Ainsi faudrait-il célébrer la mémoire des révolutionnaires de 1830 ! Cette révolution eut aussi ses victimes: 1200 blessés et 467 morts. Les révolutionnaires étaient pour la plupart des ouvriers journaliers ou du bâtiment. La moitié environ résidait à BRUXELLES. Beaucoup étaient des provinciaux arrivés depuis peu. Ils étaient touchés par la crise économique. Sans la résistance héroïque de ces combattants obscurs, le cours de l'histoire de la Belgique eut été très différent. Ce comportement préfigure celui de la population belge au cours des deux guerres du 20° siècle. La FNC y est particulièrement sensible. La FNC veut promouvoir un attachement très fort à des valeurs considérées comme universelles: la liberté, l'égalité, le pluralisme idéologique, le respect des règles démocratiques, la séparation des pouvoirs, la séparation de l'Etat et des Eglises,.... Valeurs qui ne sont pas tombées du ciel mais qui ont été forgées au cours des siècles. Rappelons la Paix de Fexhe, signée le 18 juin 1316 qui était la reconnaissance formelle et légale du partage du gouvernement entre le Souverain et le pays et aussi, au 18° siècle, l'épisode des "Etats-Belgique Unis".

 

Parler seulement des "journées de septembre", c'est un peu tronquer le récit historique. Dès 1829, l'hostilité populaire s'était jointe à l'opposition de la bourgeoisie contre la politique autocratique de Guillaume I°. Les troubles débutèrent fin juillet 1830. Aussi rapidement que les moyens de l'époque le permirent, les provinces réagirent. Le 26 août, à Liège, à l'arrivée de la diligence de Bruxelles, les dernières nouvelles se répandirent. Aussitôt, les Liégeois s'organisèrent pour prêter main forte. Le 4 septembre, les volontaires quittèrent Liège pour Bruxelles. Arrivés à Bruxelles le 7 septembre, ils s'emparèrent des armes entreposées dans l'Hôtel de Ville. Les volontaires affluèrent de tout le pays. Des troubles éclatèrent un peu partout.

 

Considérer la Belgique comme une création artificielle c'est donc nier la réalité historique. Souvent, on lit des déclarations présentant la Belgique comme une « création artificielle » complotée de l'étranger. Ces vues sont présentées au grand public pour justifier, après coup, des positions politiques séparatistes actuelles.

 

En réaction à l'attitude autocratique de Guillaume I°, les Constituants de 1830 instaurèrent un régime de démocratie représentative permettant l'expression de toutes les sensibilités. Pour l'époque, cette Constitution était iconoclaste: les pouvoirs du roi avaient été définis avant son intronisation; le gouvernement émanait du Parlement et était responsable devant lui seul; l'autonomie des pouvoirs locaux garantissait l'existence de contrepoids au pouvoir central; la liberté individuelle était consacrée dans les premiers articles. Bien sûr elle comportait des défauts, tels le suffrage censitaire, un service militaire injuste...Mais ce rappel permet de mesurer le chemin parcouru.
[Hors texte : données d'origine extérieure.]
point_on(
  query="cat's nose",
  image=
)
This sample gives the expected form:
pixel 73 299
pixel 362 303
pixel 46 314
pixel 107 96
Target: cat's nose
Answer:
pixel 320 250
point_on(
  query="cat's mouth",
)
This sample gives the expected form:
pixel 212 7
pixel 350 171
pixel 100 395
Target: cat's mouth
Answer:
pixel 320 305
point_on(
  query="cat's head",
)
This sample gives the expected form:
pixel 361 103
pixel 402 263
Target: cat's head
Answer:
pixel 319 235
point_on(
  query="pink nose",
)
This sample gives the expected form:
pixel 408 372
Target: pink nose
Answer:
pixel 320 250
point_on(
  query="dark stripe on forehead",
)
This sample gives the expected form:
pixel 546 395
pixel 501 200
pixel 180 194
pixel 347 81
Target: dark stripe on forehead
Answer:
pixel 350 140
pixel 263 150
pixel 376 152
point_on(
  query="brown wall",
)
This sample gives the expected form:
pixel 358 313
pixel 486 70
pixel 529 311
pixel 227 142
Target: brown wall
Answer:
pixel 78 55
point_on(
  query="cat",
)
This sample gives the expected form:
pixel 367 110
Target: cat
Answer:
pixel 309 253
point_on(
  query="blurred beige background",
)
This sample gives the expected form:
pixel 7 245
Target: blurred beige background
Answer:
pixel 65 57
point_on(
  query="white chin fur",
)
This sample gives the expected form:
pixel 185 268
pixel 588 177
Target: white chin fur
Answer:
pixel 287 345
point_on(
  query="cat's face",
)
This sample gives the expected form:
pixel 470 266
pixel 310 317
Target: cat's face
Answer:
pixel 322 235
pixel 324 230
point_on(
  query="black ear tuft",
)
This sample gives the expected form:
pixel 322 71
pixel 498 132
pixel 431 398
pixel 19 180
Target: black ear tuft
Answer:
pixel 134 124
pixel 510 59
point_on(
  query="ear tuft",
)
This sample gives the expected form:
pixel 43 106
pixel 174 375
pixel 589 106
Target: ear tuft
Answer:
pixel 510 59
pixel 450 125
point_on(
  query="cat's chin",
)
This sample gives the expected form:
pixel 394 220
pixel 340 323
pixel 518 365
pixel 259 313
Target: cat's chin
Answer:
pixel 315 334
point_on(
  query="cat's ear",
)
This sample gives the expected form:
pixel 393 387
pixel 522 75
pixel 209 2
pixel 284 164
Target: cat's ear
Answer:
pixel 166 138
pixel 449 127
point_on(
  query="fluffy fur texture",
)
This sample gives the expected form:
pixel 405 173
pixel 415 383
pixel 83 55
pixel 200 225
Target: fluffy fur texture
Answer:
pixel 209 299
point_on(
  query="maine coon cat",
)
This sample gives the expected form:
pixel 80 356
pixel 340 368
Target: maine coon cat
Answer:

Nos anciens se sont battus pour le droit de vote et, plus récemment, pour celui des femmes et aussi pour un principe qui peut paraître contradictoire: tous ceux qui ont le droit de vote ont le devoir de l'exercer. S'abstenir, c'est refuser de prendre ses responsabilités.

 

La démocratie est quelque chose de fragile. Nous avons déjà eu à la défendre notamment dans les années 30 et lors des occupations. Surtout lors de la seconde guerre quand le pays fut la proie d'un occupant autoritaire et prédateur ayant reçu la collaboration des rexistes en Wallonie et de la VNV en Flandre.

 

L'idée de démocratie représentative est mise à mal par le populisme. Le populisme n'est pas un style de discours ni non plus un mot de mépris échangé entre adversaires. C'est une doctrine. Il est divers mais il se caractérise par quelques propositions communes: l'existence d'un peuple uniforme, dépourvu d'intérêts contradictoires, opposé naturellement aux castes dirigeantes; cette opposition étant la seule forme de fracture sociale; l'existence d'une "majorité silencieuse" ignorée; souvent le nationalisme ou la volonté de tourner le dos à l'étranger; une communication directe avec un leader dit représentatif, souvent via les réseaux sociaux.

Ces thèses séduisent de plus en plus. Nous l'avons vu en France, en Autriche, aux Pays-Bas. Les évolutions autoritaires en Hongrie et en Pologne confirment ce diagnostic. Sans parler de la victoire de TRUMP aux USA. Certes, avec les populistes, la démocratie subsisterait. Mais il s'agit d'une démocratie dévoyée, d'une démocratie unanimiste. Proche à certains égards des totalitarismes du 20° siècle.

 

 

Les commentaires sont fermés.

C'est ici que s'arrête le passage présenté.